If the burster were closer, say less than 3,000 light-years away, the gamma-ray flux received in a few tens of seconds could wipe out the entire ozone layer for years to come. At the very least, the drastic increase in solar ultraviolet radiation reaching Earth's surface would cause severe skin cancers. For humans and other animals, slow starvation would likely result, as the harmful ultraviolet flux inhibited plant growth and damaged and altered ecosystems supporting the food chain. As in a nuclear winter, the nitric oxides darkening our skies could also cause acid rains and significant cooling of the Earth's surface. Such pollutants would take decades to settle out of the stratosphere.
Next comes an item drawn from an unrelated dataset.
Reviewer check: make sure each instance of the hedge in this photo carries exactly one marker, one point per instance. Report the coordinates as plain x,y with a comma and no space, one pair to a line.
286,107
In the false-color gamma-ray all-sky map at left, a burster suddenly appears, briefly overwhelms all other celestial gamma rays, then vanishes. The graph at right shows the burst as it was detected by the Compton Gamma Ray Observatory.
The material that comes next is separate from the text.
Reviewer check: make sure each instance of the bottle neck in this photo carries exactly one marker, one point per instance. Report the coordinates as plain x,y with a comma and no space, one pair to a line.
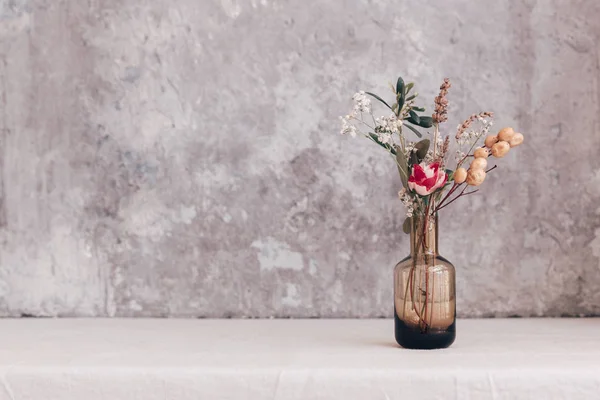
424,236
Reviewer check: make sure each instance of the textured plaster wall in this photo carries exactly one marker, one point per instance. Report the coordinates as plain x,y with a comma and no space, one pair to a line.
182,158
But that's not all. In addition to the chemical changes in the atmosphere, the nuclear interactions induced by the high-energy gamma rays would rapidly produce huge quantities of radioactive nucleids, such as carbon-14, which has a half-life of 5,700 years. Of course, winds would distribute this fallout worldwide.

It gets worse

Depending on what the mechanism for producing a gamma-ray burst actually is, a nearby burst could wreak even more havoc. Nir Shaviv and Arnon Dar of the Israel Institute of Technology have explored a particularly devastating model for generating gamma-ray bursts from co-orbiting pairs of neutron stars. All neutron star pairs eventually spiral together, losing energy through gravitational radiation as predicted by Einstein's theory of general relativity.
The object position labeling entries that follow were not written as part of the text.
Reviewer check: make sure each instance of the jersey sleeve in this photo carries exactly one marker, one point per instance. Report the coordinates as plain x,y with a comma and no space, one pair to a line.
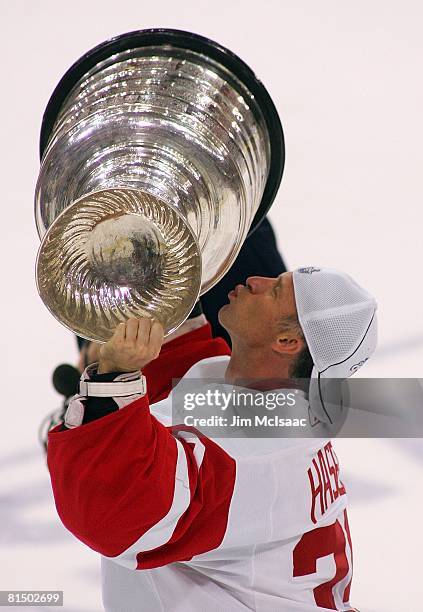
139,492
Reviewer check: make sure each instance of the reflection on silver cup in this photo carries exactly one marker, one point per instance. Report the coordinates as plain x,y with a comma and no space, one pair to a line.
160,151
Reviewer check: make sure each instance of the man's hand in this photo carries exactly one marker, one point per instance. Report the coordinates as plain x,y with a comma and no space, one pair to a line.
133,345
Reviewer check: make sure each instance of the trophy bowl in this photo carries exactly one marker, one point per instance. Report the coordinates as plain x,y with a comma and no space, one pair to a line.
160,152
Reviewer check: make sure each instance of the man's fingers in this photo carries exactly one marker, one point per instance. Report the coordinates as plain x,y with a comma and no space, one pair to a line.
132,329
120,332
144,325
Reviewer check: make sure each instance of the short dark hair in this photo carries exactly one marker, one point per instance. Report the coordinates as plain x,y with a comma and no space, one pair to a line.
303,365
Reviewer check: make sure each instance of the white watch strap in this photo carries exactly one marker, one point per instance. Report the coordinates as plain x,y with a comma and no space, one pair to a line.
112,389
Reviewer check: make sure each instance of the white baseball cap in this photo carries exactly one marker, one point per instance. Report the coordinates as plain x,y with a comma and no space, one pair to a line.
338,319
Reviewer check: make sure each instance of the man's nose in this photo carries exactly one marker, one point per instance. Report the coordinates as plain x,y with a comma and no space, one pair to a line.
258,284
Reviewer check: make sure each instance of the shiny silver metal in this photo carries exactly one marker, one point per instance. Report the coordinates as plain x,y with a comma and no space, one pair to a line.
152,175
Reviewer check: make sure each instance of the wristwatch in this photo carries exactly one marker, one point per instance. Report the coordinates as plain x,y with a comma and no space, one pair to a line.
123,389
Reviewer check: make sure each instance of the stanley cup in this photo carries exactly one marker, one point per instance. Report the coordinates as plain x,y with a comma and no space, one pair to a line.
161,151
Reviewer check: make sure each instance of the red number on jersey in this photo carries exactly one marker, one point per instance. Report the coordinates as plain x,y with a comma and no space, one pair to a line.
319,543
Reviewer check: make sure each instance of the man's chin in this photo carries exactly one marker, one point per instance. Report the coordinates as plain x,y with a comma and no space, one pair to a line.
222,316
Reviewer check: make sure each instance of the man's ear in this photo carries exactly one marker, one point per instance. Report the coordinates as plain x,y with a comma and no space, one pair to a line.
288,345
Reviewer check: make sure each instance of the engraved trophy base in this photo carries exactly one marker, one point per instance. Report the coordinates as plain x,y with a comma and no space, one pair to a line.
115,254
Shaviv and Dar postulate that as the neutron stars begin their own catastrophic merger, jets of matter would be flung from the system at nearly the speed of light. These atoms and ions would be so energetic that they would absorb visible starlight and re-emit gamma rays, which we would detect as a gamma-ray burst. Impinging on our fair planet shortly after the horrific flash of gamma rays, the energetic particles themselves would join in the destruction, triggering still more deadly atmospheric cascades of nuclear interactions lasting up to a month.

If Shaviv and Dar are correct, a collapsing binary neutron star system anywhere nearby would spell doom for our fair planet.

These authors and others note that known pairs of neutron stars exist in our galaxy, including one within about 1,500 light-years. This knowledge has led to the speculation that in the past the Earth has found itself uncomfortably close to a violent neutron star merger. Some estimates hold that one occurs within about 3,000 light-years of the sun every 100 million years on average. Intriguingly, this timescale is roughly the same as the time between mass extinctions in our planet's geological record.

Learn to love the burst

One shouldn't worry too much, though. For one thing, mass extinctions in the past might have been the result of purely terrestrial phenomena, such as climatic changes produced by plate tectonics and volcanic activity, or of more familiar kinds of cosmic disasters, like the asteroid impact thought to have caused the dinosaur extinction at the end of the Cretaceous Period. For another, even if the aforementioned scenarios turned out to be true, we would still have, statistically speaking, about 50 million years until the next gamma-ray burst of doom.

Which gives us time to get to know bursters better. Our understanding of them constantly changes as new findings are reported. For instance, recent afterglow studies have indicated that a burst's energy is beamed in a particular direction rather than radiating in all directions from the source, substantially reducing the burster's total energy requirement.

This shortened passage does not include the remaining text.